TABLE 4 correlation coefficient between detection methods in Total sample
Figure BDA0001611977390000073
TABLE 5 correlation coefficient between detection methods in subsamples
Figure BDA0001611977390000074
Figure BDA0001611977390000081
As can be seen from tables 4 and 5, the correlation coefficient between the PRR method and the ROR method is close to 1, i.e., the results of the two methods are substantially consistent; the correlation coefficient of MHRA, PRR and ROR exceeds 82 percent; the correlation coefficient between IC and the other three methods is low. It can also be seen that the correlation coefficient for several method results for the subsamples is reduced compared to the total sample, especially for the IC method by approximately 8%. Therefore, the invention applies to select three methods of PRR, MHRA and IC as the detection method for classifying data.

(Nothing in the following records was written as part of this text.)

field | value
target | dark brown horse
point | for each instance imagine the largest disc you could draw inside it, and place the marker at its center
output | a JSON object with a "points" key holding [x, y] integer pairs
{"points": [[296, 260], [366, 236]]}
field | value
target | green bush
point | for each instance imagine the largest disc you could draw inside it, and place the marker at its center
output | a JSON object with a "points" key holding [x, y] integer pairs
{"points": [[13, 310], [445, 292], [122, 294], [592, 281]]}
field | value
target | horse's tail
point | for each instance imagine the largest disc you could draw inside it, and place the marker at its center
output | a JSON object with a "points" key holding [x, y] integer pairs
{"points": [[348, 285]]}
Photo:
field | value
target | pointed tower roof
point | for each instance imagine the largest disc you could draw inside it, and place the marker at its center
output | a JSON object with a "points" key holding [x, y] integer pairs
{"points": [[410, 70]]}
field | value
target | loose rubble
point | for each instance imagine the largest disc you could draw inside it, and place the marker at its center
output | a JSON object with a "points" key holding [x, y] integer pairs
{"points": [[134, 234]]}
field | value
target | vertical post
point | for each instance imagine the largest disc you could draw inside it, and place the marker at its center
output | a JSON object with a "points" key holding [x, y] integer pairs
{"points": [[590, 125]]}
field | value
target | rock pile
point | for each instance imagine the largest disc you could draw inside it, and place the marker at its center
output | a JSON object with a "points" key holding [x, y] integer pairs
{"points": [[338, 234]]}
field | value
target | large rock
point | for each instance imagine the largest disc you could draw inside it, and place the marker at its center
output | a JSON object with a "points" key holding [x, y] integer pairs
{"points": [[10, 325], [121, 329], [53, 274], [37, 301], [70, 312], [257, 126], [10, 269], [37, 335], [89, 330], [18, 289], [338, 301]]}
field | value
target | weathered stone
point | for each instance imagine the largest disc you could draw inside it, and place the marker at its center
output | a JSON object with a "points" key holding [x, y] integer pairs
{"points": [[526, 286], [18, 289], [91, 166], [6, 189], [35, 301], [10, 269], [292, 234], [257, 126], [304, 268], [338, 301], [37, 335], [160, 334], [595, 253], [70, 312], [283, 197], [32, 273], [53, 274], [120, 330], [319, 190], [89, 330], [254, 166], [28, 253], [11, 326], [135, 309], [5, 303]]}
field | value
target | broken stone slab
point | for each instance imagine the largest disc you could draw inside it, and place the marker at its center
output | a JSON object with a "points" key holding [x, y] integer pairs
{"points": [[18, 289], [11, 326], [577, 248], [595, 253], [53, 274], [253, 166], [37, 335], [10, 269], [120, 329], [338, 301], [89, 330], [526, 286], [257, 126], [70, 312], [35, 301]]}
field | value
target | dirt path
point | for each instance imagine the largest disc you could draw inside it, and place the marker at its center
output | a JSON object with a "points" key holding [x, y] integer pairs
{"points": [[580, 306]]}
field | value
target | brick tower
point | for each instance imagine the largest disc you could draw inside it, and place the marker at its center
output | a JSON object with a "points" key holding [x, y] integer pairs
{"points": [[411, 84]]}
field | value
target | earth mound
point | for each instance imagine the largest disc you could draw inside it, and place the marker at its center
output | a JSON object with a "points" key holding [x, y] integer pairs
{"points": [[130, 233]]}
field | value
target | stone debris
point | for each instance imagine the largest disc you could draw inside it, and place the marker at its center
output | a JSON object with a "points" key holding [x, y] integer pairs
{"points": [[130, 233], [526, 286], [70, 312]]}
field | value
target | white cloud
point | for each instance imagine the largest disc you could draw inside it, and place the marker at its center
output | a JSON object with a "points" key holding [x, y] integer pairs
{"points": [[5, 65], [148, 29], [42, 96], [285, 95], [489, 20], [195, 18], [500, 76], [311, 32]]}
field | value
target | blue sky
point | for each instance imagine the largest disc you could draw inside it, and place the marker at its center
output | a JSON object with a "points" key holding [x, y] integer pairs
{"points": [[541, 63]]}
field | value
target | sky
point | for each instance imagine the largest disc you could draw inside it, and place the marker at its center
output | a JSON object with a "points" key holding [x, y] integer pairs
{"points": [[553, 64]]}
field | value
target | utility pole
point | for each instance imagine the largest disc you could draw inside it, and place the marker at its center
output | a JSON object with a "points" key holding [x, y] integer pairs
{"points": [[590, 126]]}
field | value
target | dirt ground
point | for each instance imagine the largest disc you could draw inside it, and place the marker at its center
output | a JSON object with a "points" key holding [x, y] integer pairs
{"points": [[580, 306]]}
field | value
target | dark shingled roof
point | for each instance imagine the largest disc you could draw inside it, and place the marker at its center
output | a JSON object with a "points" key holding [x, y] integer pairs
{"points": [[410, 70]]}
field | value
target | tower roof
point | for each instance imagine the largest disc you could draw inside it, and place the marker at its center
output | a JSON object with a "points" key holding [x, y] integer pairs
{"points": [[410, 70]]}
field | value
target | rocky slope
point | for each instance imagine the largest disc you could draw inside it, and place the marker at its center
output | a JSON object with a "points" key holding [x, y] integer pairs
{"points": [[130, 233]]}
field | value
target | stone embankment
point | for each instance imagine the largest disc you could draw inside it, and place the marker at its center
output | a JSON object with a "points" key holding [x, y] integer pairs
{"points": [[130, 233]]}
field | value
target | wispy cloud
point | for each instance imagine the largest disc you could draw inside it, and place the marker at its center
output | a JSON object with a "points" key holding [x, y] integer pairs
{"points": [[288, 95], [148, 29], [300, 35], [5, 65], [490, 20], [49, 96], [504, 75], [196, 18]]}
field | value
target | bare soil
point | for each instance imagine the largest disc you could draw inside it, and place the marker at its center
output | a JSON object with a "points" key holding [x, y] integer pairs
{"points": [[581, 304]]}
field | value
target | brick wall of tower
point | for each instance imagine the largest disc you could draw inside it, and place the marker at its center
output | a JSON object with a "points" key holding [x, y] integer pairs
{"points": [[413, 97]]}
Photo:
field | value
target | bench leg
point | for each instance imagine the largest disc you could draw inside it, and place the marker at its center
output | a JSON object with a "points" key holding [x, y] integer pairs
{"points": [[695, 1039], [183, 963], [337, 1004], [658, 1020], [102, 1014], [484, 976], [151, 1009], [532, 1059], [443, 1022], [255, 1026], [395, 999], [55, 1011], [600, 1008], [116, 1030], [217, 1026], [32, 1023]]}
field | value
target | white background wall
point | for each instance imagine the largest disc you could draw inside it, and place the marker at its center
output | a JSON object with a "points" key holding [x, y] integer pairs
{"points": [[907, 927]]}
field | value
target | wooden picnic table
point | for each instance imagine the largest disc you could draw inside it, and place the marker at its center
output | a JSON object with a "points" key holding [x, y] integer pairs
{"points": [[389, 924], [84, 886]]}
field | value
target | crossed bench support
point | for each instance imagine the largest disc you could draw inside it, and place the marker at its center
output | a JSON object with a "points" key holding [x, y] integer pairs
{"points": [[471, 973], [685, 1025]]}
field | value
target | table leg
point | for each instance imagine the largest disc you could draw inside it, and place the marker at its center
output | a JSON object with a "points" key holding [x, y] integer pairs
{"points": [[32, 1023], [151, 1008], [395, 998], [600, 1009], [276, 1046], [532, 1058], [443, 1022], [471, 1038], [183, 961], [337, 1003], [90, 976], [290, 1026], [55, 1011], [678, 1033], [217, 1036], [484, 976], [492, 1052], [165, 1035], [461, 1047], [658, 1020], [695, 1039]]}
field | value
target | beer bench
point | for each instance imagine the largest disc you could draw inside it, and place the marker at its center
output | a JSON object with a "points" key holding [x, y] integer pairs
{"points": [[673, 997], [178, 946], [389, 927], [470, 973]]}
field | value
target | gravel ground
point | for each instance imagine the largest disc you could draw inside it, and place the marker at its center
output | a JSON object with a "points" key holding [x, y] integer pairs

Design of 4 decision method
4.1 decision flow design
Judging the quality of the signal detection results of two samples before and after data separation, and solving the following problems: what is the flow of the decision? How effective the signal detection method is applied to two samples before and after data separation? What metrics are needed to make a decision? What influence will be produced by the signal detection result of the remaining data after the traditional Chinese medicine data is separated from the total sample? First, a flow chart of decision is given, as shown in fig. 1.
Separating the traditional Chinese medicine sample from the total sample as a sub-sample, using the residual data as a verified sample, respectively carrying out signal detection on the total sample and the sub-sample by using a detection method and a method given in analysis and selection to respectively obtain two result sets, constructing a decision method, and respectively judging the advantages and disadvantages of the two result sets to obtain a decision conclusion. And verifying the result by using the residual samples, and judging whether to accept a decision conclusion.
4.2 design four-grid Table based on Standard library
The standard library provides objective basis for classification decision-making. To compare the validity of the two data sets before and after the separation, we selected a standard library as the standard for the test. The test results based on total and subsamples are labeled with the drug-adverse reaction combination in the standard library, with a label of "1" if the combination appears in the standard library, and "0" otherwise. Using the two samples for signal detection and comparison with the standard library, the following four-table, see Table 6, can be constructed.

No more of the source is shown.